I know of the paradigm of people, that think, their code can't be broken, because they don't see how to do it, but …. :-)  - i like to learn.

> Your objective is that your generator should change its
> state faster than the bits it reveals allow an adversary to
> determine the state.  By the time an opponent sees a bit,
> the bit should be a function of every part of your state.
> And every part of your state should depend on that bit
> (or on the transition that produced it) by the time he
> has seen enough further bits to reveal that state.

see above
like salsa20 (and some other PRNGs) breeze produces 128 / 256 / 512 bytes with one roundtrip and stores them in a outer state array for return at call. keyspace = seedspace is 128 / 256 / 512 bit for breeze128 / breeze256 / breeze512

> For a generator with N bits of state, it takes N+1 bits of
> output for an analyst with Godly computer power to determine
> the total state.  But most analysts have merely mortal compute
> power at their disposal, and if they can explain the most
> recently observed N-1 bits of output in terms of any of
> 2^128 or more starting states which they would have to check
> through one at a time, the N+1 bit isn't going to do them
> any good.

see above

> The security of a PRNG fails when an adversary doesn't have
> to check all those possible prior states one at a time.
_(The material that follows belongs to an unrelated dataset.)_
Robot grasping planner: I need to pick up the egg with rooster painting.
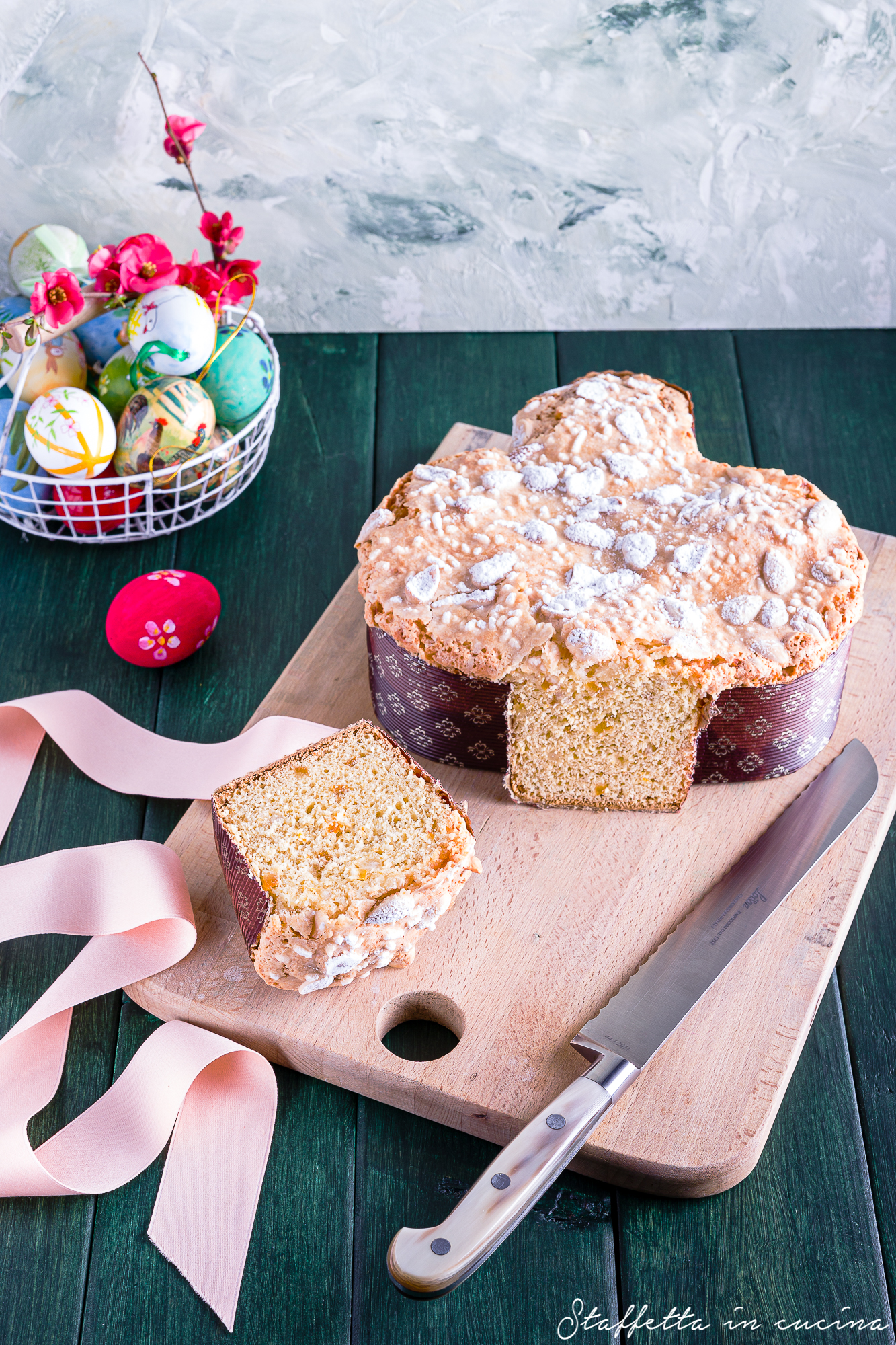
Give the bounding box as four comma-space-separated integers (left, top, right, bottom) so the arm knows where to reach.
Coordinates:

For
> example, in an LFSG, each output tells an adversary a whole
> bit about the future state of the generator which won't
> change until another output reveals what it's being
> replaced with, so after he's seen N+1 bits of output he
> knows all of the current and therefore all future states.

as stated above, i think, you need rainbow tables to predict next output of breeze. 
And even then, because each k for the maps can be chosen out of the unique double FP representation of values 3.82843 < k <= 4.0
the programmer can even make this volatile (i.e. calculating from dev/urandom or natural randomness).